Como redacto estas líneas durante el fin de semana,
sigo viendo imágenes en los informativos de televisión y me ratifico en que hay
un mucho de consentimiento táctil. De búsqueda premeditada. De aquiescencia
gozosa. Que no argumenta procederes inadecuados. Pero que incitan
deliberadamente.
Procede otra andanada al mensajero. Al osado
observador que se limita a seguir la sentencia de la abuela con lo de que ‘lo
que está a la vista no requiere espejuelos’. Ya saben, también, mi parecer en
este tipo de eventos en los que prima el número de asistentes. Para batir cada
año, o cada convocatoria, otro récord. Tantos o cuantos millares más. En ganado
(de dos y cuatro patas), en ventas de sustancias de todo tipo, en basuras
acumuladas, en rentabilidad hotelera y de restauración en general, en litros de
agua y desinfectantes… Y, en el otro platillo, y tal vez como lógica consecuencia
de los datos numéricos esgrimidos como soporte económico, la triste ampliación
de los abusos instintivos de todo animal que se precie.
Visiono nuevas imágenes. Le doy vueltas a la cabeza.

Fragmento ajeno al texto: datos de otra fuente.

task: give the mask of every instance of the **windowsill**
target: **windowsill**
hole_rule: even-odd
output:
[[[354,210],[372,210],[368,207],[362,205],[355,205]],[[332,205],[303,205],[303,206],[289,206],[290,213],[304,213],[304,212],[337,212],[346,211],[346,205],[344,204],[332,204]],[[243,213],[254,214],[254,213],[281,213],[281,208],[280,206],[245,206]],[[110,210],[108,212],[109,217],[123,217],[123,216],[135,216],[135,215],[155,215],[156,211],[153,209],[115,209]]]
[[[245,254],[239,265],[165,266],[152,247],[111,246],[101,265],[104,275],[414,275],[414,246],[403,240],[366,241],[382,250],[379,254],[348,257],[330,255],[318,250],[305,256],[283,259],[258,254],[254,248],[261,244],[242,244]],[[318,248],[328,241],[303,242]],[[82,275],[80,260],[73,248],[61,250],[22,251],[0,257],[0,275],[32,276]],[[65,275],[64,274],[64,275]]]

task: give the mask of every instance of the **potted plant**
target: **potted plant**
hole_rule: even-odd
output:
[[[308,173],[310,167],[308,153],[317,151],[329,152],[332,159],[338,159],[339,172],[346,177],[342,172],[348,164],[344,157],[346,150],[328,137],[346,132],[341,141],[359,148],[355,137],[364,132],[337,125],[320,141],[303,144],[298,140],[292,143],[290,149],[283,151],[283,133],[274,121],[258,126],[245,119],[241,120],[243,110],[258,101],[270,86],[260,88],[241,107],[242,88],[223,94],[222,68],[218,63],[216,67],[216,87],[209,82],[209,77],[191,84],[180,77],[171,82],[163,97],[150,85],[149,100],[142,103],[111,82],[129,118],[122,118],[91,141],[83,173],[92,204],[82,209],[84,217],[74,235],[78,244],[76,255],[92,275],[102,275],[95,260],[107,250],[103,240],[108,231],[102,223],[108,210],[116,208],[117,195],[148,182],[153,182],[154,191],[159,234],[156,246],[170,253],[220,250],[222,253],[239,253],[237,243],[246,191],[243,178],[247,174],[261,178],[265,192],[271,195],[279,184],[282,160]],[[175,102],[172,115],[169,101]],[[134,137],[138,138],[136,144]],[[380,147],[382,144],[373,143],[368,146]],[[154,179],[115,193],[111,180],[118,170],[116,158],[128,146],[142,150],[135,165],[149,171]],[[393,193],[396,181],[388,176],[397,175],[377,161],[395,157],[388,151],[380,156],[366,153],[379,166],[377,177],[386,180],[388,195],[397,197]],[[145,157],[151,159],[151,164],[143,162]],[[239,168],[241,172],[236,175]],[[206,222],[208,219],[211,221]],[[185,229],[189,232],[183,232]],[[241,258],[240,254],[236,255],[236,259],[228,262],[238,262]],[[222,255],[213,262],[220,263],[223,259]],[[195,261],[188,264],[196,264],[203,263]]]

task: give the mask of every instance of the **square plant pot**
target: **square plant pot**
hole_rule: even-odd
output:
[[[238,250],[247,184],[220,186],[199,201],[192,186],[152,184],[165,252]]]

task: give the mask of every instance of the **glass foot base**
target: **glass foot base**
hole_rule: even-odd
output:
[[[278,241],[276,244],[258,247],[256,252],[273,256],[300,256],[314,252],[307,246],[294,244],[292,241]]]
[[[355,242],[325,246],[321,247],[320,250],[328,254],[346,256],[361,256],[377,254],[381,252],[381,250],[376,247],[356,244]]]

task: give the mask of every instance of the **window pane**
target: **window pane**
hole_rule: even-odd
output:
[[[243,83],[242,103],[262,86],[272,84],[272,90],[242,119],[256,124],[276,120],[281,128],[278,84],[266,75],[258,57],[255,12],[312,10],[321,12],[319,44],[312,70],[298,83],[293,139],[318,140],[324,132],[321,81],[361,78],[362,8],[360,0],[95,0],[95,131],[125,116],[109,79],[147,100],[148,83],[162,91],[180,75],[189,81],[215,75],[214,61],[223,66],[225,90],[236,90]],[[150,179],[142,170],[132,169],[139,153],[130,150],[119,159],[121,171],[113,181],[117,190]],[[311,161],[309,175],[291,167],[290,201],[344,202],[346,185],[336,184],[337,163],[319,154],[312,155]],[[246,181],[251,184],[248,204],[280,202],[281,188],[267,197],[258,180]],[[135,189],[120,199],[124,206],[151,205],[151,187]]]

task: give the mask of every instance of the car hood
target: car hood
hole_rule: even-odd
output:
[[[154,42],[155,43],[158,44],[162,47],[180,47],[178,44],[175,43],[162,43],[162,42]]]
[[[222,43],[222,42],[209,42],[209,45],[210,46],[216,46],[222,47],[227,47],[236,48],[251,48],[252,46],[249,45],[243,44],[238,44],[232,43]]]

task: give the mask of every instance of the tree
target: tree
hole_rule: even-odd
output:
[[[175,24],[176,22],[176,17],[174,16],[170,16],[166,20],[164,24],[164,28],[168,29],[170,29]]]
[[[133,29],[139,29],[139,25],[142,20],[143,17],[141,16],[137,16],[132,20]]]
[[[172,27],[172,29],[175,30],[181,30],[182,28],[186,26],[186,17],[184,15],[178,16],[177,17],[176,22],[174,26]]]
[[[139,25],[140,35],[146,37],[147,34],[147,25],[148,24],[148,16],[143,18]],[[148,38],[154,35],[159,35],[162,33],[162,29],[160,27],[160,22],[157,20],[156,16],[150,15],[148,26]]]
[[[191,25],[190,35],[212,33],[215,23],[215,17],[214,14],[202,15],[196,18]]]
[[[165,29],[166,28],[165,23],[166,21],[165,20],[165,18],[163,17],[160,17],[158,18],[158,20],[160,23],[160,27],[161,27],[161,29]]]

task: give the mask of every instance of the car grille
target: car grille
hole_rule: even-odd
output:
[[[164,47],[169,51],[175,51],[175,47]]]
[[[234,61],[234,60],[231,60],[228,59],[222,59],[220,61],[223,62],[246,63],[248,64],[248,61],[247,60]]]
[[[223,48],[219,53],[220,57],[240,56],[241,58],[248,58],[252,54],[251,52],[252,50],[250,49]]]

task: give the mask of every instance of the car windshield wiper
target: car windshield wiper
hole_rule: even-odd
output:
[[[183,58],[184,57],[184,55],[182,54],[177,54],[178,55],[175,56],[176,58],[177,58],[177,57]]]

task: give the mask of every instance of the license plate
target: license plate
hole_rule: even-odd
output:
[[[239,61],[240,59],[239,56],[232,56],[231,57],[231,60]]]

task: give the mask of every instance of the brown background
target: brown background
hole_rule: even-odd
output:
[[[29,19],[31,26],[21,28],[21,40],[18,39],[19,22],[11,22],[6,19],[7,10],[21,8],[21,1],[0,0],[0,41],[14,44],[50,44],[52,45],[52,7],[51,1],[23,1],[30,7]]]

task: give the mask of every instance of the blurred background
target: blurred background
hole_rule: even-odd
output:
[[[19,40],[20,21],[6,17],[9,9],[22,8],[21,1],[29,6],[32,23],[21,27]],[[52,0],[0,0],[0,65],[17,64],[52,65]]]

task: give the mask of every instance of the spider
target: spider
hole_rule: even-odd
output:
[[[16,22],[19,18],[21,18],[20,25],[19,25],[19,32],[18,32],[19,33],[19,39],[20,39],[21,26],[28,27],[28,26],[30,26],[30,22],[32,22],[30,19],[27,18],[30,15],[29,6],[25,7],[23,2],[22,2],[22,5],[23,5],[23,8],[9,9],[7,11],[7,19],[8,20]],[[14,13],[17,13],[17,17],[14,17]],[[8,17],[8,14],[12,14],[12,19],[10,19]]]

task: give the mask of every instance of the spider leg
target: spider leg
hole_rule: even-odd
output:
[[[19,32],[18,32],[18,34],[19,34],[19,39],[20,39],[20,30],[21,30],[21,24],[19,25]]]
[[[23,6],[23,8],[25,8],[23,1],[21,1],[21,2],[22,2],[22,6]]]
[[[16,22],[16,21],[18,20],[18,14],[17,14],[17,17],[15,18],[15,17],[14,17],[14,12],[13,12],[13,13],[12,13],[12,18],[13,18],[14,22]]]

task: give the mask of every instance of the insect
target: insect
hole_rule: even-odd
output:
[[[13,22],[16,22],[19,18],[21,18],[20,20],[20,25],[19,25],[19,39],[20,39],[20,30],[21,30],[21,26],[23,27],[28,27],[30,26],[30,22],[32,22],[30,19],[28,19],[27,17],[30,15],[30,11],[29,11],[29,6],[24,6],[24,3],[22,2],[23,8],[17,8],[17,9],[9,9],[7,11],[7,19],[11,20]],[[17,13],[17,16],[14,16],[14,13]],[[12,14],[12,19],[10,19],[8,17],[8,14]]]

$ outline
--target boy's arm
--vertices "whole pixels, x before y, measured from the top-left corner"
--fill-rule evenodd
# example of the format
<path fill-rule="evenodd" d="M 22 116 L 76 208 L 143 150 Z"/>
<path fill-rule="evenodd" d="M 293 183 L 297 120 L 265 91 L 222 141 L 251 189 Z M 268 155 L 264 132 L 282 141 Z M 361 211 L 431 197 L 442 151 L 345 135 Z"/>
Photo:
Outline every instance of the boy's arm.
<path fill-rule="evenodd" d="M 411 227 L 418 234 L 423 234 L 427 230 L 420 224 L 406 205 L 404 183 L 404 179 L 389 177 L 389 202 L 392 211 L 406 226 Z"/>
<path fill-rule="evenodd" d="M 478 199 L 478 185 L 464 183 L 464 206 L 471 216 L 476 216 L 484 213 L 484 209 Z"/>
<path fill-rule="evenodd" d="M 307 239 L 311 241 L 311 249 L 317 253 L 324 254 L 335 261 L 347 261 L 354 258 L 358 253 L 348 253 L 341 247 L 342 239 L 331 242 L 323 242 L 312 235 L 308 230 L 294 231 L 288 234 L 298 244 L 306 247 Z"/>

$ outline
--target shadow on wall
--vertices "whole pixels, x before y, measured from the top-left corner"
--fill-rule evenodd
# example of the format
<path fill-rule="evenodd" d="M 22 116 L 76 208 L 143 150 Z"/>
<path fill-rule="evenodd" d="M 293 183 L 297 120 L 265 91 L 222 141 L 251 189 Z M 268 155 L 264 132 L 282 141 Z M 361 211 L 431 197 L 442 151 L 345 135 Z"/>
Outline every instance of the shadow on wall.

Sigo confuso. No entiendo ciertos comentarios que intentan justificar
comportamientos surgidos de masas neuronales afectadas por el virus de los
grados. Las fallas sociales se siguen resquebrajando. Y colectivos ‘en defensa
de’ que no acabo de captar si salvaguardan o pretenden avalar con equiparaciones
fuera de toda lógica.
Que la mujer se divierta enseñando los pechos no da
derecho al manoseo –entre otros juicios– acabo de oír en la 1 desde el
escenario pamplonica. Vale. Espero que también la susodicha sea capaz de
respetar otras opiniones. Como la que dejo expresada en este artículo.
Abramos el grifo y a partir del próximo año acudamos
todos en paños menores y convirtámonos en Adanes y Evas. Eso sí, con el pañuelo
rojo en el cogote. Y por aquello del respeto animal, tapemos a los toros sus
vergüenzas. Para que no se rocen los colgajos con tanta carrera.
Mi indefinición se acrecienta. Caigan sobre mí
maldiciones bíblicas por tamaña temeridad
en estos juicios de valor. Y en tal disyuntiva, hasta mañana.